Number theory is a branch of pure mathematics devoted to the study of the integers and integer-valued functions. Number theory is known for its particularly wide array of concepts and problems, many of which relate to divisibility.

One key concept in number theory used in our problem is how powers of numbers behave under a modulus. In our exercise, we examine how \( 5^{3n} \) behaves modulo different integers to determine divisibility.
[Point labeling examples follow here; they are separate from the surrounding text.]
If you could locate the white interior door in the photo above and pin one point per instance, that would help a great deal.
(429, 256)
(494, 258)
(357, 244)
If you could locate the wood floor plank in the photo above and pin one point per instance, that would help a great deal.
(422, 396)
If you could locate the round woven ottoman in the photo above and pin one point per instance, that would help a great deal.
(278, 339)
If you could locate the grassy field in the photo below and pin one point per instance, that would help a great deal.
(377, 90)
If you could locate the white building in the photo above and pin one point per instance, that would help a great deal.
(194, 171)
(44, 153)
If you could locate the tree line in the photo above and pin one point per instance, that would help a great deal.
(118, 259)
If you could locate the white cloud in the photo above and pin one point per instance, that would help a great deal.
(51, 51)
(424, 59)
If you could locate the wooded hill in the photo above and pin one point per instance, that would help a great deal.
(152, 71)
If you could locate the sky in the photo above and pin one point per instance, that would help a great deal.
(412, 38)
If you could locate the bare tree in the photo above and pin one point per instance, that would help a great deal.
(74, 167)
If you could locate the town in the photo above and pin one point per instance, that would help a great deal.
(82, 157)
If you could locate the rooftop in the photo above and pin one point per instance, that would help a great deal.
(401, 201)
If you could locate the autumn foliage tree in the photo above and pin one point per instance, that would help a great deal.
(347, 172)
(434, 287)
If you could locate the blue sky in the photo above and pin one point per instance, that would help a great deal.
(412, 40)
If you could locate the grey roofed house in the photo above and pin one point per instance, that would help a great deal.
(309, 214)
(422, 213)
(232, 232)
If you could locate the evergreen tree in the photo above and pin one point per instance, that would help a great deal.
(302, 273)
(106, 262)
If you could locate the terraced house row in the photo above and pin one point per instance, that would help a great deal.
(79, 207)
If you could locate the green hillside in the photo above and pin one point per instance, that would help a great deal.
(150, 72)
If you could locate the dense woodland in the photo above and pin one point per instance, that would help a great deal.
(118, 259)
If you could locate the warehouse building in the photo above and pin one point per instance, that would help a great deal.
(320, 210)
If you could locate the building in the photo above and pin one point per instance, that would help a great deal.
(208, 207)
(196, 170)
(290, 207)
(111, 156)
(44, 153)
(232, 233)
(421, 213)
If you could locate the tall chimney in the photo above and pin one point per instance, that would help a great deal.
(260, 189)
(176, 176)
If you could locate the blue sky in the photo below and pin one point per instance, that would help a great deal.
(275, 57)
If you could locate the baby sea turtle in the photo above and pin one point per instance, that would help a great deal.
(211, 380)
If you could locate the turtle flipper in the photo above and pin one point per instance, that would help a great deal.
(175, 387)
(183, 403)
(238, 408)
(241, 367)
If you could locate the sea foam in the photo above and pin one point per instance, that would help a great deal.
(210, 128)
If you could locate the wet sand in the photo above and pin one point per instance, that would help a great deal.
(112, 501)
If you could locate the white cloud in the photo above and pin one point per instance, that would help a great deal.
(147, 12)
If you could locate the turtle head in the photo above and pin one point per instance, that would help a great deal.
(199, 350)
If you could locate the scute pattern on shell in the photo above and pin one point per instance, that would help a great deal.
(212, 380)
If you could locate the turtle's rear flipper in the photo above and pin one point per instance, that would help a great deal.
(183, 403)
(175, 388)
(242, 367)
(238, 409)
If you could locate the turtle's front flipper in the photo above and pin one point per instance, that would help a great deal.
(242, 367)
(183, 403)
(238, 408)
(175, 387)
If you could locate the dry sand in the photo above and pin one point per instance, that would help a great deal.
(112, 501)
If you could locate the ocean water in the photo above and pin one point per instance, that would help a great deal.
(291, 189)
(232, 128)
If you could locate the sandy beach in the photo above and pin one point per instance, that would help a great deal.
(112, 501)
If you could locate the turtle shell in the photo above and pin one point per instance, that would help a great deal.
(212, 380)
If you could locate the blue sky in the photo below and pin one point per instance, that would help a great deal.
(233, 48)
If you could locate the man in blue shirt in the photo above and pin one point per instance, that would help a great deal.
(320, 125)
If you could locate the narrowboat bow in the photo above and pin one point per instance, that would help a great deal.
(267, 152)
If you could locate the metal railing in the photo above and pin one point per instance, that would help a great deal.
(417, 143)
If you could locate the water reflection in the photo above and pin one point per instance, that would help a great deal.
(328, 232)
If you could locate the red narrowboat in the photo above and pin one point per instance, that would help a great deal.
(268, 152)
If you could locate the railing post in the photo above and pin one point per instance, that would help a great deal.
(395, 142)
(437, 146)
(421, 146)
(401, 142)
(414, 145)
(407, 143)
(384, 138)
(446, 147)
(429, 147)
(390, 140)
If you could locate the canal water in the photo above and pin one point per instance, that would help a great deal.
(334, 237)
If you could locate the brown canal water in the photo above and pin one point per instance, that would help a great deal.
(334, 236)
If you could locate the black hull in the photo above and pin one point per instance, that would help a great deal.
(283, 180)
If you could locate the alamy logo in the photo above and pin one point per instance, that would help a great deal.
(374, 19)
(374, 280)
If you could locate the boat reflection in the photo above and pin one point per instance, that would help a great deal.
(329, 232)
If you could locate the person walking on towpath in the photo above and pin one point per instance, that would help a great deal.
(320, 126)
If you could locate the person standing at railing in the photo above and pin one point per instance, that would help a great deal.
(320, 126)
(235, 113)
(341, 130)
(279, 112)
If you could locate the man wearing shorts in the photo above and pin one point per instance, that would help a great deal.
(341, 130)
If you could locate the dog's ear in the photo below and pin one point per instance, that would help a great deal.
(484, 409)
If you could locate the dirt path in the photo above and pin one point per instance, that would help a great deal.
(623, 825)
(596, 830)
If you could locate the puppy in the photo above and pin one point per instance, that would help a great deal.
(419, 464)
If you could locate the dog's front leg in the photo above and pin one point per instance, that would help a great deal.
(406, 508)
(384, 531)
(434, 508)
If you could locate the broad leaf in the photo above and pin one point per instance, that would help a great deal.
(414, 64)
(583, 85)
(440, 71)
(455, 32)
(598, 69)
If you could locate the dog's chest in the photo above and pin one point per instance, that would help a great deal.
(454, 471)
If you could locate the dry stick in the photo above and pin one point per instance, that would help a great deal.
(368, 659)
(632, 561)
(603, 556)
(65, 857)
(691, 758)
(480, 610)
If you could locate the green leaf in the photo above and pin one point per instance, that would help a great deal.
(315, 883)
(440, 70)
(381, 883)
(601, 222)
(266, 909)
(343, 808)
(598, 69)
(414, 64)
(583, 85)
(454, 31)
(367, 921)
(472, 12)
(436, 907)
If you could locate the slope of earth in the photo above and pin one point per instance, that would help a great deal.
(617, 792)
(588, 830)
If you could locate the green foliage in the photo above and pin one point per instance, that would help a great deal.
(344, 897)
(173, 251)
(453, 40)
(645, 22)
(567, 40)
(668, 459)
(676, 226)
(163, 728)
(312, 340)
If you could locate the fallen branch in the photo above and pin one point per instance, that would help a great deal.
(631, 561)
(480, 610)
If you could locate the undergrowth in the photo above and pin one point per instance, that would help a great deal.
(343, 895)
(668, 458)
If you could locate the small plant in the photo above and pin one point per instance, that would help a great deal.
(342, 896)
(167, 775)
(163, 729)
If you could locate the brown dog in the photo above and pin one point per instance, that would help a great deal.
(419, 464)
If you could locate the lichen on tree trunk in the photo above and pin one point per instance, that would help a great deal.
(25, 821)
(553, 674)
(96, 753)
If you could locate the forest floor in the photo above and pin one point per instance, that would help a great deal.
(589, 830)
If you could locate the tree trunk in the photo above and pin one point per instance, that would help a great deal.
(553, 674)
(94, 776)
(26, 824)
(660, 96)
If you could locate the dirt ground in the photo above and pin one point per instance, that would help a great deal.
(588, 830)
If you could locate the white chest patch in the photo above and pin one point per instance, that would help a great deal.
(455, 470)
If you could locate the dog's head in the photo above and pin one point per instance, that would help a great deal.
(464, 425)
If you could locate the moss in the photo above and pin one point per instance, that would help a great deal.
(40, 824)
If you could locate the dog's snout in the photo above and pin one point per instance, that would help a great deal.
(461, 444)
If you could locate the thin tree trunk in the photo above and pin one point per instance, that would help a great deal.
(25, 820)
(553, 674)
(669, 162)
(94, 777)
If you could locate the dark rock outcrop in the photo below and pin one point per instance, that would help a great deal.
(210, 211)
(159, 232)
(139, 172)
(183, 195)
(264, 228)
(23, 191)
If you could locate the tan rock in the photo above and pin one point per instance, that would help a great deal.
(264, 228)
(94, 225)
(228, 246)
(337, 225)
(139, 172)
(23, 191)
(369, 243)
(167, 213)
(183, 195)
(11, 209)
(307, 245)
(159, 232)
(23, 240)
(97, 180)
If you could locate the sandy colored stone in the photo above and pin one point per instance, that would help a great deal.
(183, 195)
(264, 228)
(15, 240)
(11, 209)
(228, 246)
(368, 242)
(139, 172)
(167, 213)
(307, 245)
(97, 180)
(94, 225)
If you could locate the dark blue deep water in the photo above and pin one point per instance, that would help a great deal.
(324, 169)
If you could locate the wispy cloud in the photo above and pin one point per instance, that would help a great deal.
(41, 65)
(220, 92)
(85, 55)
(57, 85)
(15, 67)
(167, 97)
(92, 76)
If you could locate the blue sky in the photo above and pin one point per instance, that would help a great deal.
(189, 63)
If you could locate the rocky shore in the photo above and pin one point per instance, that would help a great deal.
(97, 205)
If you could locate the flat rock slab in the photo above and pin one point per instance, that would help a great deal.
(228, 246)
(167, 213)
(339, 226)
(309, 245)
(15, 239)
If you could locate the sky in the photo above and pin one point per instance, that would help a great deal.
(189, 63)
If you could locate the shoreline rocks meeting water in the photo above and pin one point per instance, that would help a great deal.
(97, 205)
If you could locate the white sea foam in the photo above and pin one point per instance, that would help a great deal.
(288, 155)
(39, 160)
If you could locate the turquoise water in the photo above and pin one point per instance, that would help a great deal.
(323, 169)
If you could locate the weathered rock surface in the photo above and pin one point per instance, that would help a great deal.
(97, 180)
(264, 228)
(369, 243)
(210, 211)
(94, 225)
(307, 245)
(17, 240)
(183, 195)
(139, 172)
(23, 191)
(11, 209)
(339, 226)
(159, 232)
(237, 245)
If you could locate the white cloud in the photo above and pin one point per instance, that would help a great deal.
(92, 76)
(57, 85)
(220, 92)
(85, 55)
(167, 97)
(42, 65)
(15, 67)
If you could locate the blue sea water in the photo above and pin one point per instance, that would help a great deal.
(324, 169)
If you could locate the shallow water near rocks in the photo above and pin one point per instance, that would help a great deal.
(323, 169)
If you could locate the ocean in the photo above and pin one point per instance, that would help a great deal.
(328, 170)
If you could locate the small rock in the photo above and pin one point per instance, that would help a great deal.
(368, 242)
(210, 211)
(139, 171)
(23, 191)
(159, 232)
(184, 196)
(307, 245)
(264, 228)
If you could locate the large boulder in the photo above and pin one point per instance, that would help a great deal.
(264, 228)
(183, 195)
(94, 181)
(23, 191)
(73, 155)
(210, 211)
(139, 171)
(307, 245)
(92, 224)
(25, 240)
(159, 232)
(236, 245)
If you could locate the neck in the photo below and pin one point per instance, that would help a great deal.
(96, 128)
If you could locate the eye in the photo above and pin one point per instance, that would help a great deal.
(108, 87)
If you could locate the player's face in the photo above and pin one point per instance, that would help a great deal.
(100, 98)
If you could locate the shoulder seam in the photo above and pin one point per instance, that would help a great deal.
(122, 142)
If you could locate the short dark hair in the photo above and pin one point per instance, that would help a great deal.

This involves understanding congruences, which is a core concept in number theory.

• A congruence relation states that two numbers leave the same remainder when divided by a modulus.
• Here, \( 5^3 \equiv 1 \pmod{124} \) allows us to extend this relationship to any exponent of this power, showing that \( 5^{3n} \equiv 1 \pmod{124} \) for any natural \( n \).

These checks are foundational in number theory because they allow us to simplify calculations and reach conclusions on divisibility without directly performing large calculations.

Exponentiation

Exponentiation refers to the process of raising a number to the power of another. It is a fundamental operation in mathematics, especially critical when it comes to modular arithmetic. In our problem, we dealt with expressions like \( 5^{3n} \) and their behavior under various moduli.

Exponentiation in the context of modular arithmetic requires us to calculate powers while considering the modulus involved. This can drastically simplify the process, especially with large numbers, as seen in this exercise.

• For instance, instead of calculating \( 5^{3n} \) directly, we calculate \( 5^3 \equiv 1 \pmod{124} \), simplifying our original statement for all \( n \).
• This not only makes computations feasible but also helps uncover patterns, such as the repeated equivalence modulo a number, which is a form of simplification brought by exponentiation within modular arithmetic.

Understanding how exponentiation aligns with modular arithmetic can expose deeper structure and cyclic patterns common in number theory, offering a clearer view of divisibility problems.